Masterclass in Numerical Analysis and Scientific Computing

Abstract

This talk will review the recent shift in the construction and modern analysis of a large class of spatially and temporally adaptive methods whose properties are very close to the current analytical knowledge we have about hyperbolic or mixed hyperbolic-parabolic partial differential equations (PDEs) in computational physics. Thus these algorithms can be regarded as the elite methods in the field. Next, we will show examples of how the robustness and efficiency of the fully-discrete representation of PDEs can be enhanced using computational science's smithy, i.e., "modern" numerical analysis. The talk will showcase complex flow problems in aeronautics, aerospace, and automotive sectors, provide preliminary results in other fields and present an outlook for future research directions where data science can currently be the linesman.  

Brief Biography

Matteo Parsani is an Assistant Professor of Applied Mathematics and Computational Science and Mechanical Engineering at King Abdullah University of Science and Technology (KAUST). He received his B.Sc. and M.Sc. in aeronautics and astronautics from Politecnico di Milano (Italy) and his Ph.D. in mechanical engineering from the Vrije Universiteit Brussel (Belgium). He trained as a postdoc at KAUST and in the Computational AeroScience branch at NASA Langley Research Center (USA).

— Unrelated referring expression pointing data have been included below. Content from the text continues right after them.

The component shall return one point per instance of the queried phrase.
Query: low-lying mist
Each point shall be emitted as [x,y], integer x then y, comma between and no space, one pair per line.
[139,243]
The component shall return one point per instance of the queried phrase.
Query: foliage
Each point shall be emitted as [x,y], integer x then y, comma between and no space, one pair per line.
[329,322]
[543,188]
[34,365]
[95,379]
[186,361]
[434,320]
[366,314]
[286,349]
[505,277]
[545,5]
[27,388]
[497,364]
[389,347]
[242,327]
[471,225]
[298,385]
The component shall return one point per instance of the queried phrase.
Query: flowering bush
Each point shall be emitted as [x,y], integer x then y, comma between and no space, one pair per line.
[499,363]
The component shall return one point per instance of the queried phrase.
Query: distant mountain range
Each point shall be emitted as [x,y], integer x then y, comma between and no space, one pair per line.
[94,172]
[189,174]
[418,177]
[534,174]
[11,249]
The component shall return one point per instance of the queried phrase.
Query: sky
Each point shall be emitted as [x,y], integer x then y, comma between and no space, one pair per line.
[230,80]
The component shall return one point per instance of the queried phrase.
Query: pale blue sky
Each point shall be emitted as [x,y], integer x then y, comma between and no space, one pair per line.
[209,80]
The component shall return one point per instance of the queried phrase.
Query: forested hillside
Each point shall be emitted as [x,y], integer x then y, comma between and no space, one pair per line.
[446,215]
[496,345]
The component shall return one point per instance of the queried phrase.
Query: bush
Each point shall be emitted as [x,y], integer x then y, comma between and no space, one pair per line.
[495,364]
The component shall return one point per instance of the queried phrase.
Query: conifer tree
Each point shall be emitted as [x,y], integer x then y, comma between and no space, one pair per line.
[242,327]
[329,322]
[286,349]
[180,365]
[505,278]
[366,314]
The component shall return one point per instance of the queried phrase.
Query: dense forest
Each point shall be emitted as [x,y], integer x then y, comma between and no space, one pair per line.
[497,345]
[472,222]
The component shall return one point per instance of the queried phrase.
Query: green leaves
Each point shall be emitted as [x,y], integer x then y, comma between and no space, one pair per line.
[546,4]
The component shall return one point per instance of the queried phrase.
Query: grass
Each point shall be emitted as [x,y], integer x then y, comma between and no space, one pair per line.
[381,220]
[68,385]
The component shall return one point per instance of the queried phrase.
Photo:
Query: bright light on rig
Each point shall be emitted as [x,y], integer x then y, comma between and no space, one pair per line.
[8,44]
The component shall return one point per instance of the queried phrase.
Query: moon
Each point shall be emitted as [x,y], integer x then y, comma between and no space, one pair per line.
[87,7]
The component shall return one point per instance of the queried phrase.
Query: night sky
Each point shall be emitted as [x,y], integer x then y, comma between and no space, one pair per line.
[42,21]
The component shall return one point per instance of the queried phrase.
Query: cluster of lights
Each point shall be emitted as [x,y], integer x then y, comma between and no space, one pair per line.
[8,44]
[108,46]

He authored more than 60 scientific papers published in international scientific journals. He is the author of one upcoming book in Springer on nonlinearly stable hp-adaptive algorithms and time integration schemes for compressible computational fluid dynamics.

In 2021 he was an invited speaker at MECOM - ACA, the South American Congress in Computational Mechanics. In 2022, he was invited to present his work on entropy stable and high-performance solvers for compressible CFD at the Journal of Computational Physics Seminar Series. In February 2022, he was elevated to senior fellow of the American Institute of Aeronautics and Astronautics (AIAA).

Professor Matteo Parsani's research interests are related to developing novel, robust, and scalable numerical methods on unstructured grids for partial differential equations and their application to solving realistic flow problems in various natural science and engineering areas. The application domains currently driving Matteo's research are compressible computational aerodynamics (e.g., highly-separated turbulent flows), dense gas flows simulations (e.g., supercritical fluids), computational aeroacoustics for noise reduction, and molecular communication. 

In the context of his collaborations with the McLaren F1 Racing Team, NASA LaRC, Boeing, and Airbus, his group has carried out the design and implementation of new robust algorithms, which culminated in the deployment of the first prototype of scalable entropy stable solver for unstructured grids, one of the NASA 2030 milestone set to be delivered around the second half of this decade. 

One of Professor Parsani's main goals is to develop efficient predictive computational fluid dynamic technologies for optimizing engineering designs based on flow dynamics and heat transfer that improve energy efficiency and reduce environmental impacts.